И вот — лечу в Москву…
…Когда в 1978 году, в старое время правления Брежнева, мы из нее уезжали, у нас не было никакой надежды еще раз ее увидеть. Мир коммунизма повернулся к нам спиной, как к изменникам Родины. И хотя я был профессором и занимал видное положение, ко мне тоже повернулись спиной — никто из моих коллег, кроме очень близких друзей, со мной не простился, не сказал на прощание доброго слова. Все боялись показать связь со мной. Происходящее теперь казалось почти нереальным: Советский Союз все больше поворачивался лицом к миру. И вот я лечу ТУДА. В доброй встрече с друзьями я был уверен, но повернутся ли ко мне лицом мои бывшие сослуживцы, те, кто меня предал?
«Боинг-747» подлетал к тому же Шереметьевскому аэропорту, с которого я улетал из Москвы. Я прильнул к окну — внизу показалась все та же убогая русская деревенька, которую я видел, когда улетал. Вспомнились слова Некрасова: «Ты и убогая, ты и обильная…» Аэропорт тесный и бедный. Паспорта проверяли долго, подозрительно всматриваясь в лица. А когда мы прошли бюрократический паспортный контроль, началась русская неразбериха. Чемоданы выезжали на двух не сообщающихся друг с другом лентах-транспортерах. Люди кидались от одной ленты к другой. И я тоже бегал туда-сюда, пока наконец не ухватил свои два чемодана.
Сумрачный таможенник попросил меня открыть один из них. Первое, что он увидел, было штук двадцать шариковых ручек. Под ними были мои книги.
— Это зачем столько ручек?
— Для подарков.
— Зачем так много? Подарки ввозить запрещено.

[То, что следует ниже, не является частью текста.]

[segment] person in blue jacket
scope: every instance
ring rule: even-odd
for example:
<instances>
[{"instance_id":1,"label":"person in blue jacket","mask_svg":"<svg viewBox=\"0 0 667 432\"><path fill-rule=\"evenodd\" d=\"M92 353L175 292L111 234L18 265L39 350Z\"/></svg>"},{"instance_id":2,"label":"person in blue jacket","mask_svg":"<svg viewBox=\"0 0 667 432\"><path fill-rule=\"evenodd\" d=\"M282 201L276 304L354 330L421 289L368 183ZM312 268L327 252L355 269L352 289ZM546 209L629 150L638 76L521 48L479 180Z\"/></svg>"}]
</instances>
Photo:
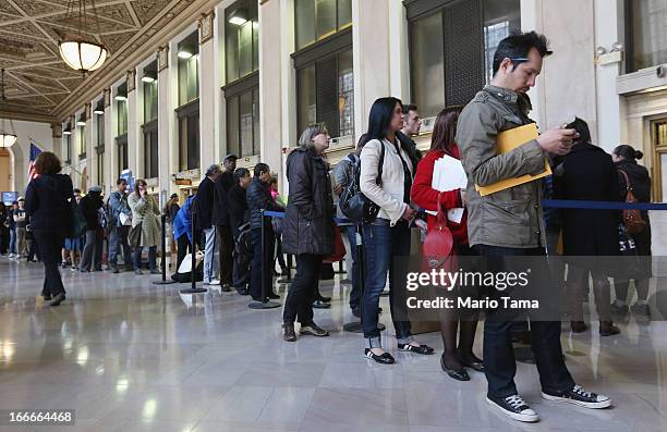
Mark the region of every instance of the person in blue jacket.
<instances>
[{"instance_id":1,"label":"person in blue jacket","mask_svg":"<svg viewBox=\"0 0 667 432\"><path fill-rule=\"evenodd\" d=\"M181 262L187 255L187 250L192 252L192 206L194 205L196 195L191 195L185 200L185 203L175 218L173 219L173 238L177 240L177 272L181 267Z\"/></svg>"}]
</instances>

Опять яркое воспоминание: «нельзя», «не разрешается», «запрещается»… самые популярные слова из официального советского лексикона. Однако на любые запрещения были способы их обходить. Я протянул таможеннику три красивые ручки:
— Возьмите, это вам подарок.
Выражение сумрачности сменилось мягкой улыбкой. Самый искусный актер позавидовал бы такой богатой мимике. Значит, ему подарки делать — можно. Дальше он ничего смотреть не стал, и книги мои его никак не заинтересовали.

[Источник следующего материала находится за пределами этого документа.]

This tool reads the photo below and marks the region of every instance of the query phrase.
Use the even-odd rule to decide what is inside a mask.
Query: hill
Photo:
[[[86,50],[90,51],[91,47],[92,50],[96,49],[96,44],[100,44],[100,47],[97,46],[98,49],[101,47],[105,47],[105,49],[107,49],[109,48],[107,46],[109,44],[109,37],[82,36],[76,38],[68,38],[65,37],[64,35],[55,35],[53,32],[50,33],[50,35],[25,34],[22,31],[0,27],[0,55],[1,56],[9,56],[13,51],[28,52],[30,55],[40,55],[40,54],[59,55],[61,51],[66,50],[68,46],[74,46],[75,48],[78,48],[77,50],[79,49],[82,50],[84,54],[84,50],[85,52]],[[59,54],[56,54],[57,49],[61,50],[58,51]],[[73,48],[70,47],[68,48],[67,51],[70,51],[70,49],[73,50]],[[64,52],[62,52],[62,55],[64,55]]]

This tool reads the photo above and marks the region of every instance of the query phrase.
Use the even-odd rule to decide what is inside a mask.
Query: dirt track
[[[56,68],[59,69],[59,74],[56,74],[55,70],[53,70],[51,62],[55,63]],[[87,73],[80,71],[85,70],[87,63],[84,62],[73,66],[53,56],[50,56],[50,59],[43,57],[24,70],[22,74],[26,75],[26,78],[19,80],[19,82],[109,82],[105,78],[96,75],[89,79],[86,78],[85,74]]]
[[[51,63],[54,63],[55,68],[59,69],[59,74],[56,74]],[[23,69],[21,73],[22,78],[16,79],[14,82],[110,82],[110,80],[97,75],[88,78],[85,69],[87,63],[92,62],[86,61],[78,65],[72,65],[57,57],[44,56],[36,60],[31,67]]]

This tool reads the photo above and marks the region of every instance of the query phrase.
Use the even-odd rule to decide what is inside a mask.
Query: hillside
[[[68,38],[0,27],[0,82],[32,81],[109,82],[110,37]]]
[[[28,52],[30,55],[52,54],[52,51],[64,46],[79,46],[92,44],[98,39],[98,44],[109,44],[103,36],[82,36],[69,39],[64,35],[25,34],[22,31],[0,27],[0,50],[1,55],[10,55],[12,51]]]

Встречали меня два старых друга, Вахтанг Немсадзе, грузин, и Оганес Оганесян, армянин. Они оба давно жили и работали в Москве, оба были профессорами. С Вахтангом я учился в медицинском институте, Оганес (мы звали его Овик) работал со мной в ЦИТО — первом пункте перевозки моего груза. Теперь он одновременно представлял и наш институт, и пострадавшую Армению. Объятия, похлопывания по спине:
— Здравствуй, дорогой! Да ты ничуть не изменился!
— Здравствуй, дружище!
— Наконец-то приехал, как я рад тебя видеть!
— И я рад ужасно!
— Можно ли было себе представить, что еще увидимся?
— Да, да, и я тоже не представлял…
— Куда поедем теперь?
— Первым делом — в отель «Белград». У меня там заказан номер, я оставлю чемоданы. Завтра надо снова приезжать сюда за получением груза. Будет грузовик?
— Володя, дорогой, все устроено…
По дороге из Шереметьева я жадно смотрел по сторонам. Путь знакомый, здесь я провел детство и юность. Вот развилка с Волоколамским шоссе, вот станция метро «Сокол» и церковь Всех Святых бывшего села Всесвятского. Сюда моя бабушка Прасковья Васильевна ходила святить куличи. А вот уже и метро «Аэропорт», рядом с которым наш писательский жилищный кооператив. Но вот что меня удивляло: на всем пути был только один новый дом, построенный за столько лет. Все остальное — ужасно знакомое, но постаревшее и обветшавшее. Рад ли я был видеть все это снова? Конечно, рад. Но смотрел я глазами жителя Нью-Йорка, где новые дома растут, как грибы, где столько величественных небоскребов. И мне казалось, что все дома, вся Москва за эти одиннадцать лет как будто съежились.
Вот и гостиница. У стойки регистрации небольшая толпа, я бодро обращаюсь к миловидной молодой женщине-портье.
— Здравствуйте, я доктор Голяховский, из Америки. Для меня должен быть номер.
Она проверяет.
— Вашего имени в списке нет.
— Как нет?! Проверьте. — Бодрость моя пропадает.
— Я смотрю, но вас не нахожу.
— И никакой записки для меня нет?
Я подумал, может, Нил написал, что ждет меня в другой гостинице.
— Ничего на ваше имя нет.
— А мистер Кахановиц из Америки живет у вас?
— Кахановиц? Нет, гостей с такой фамилией у нас нет.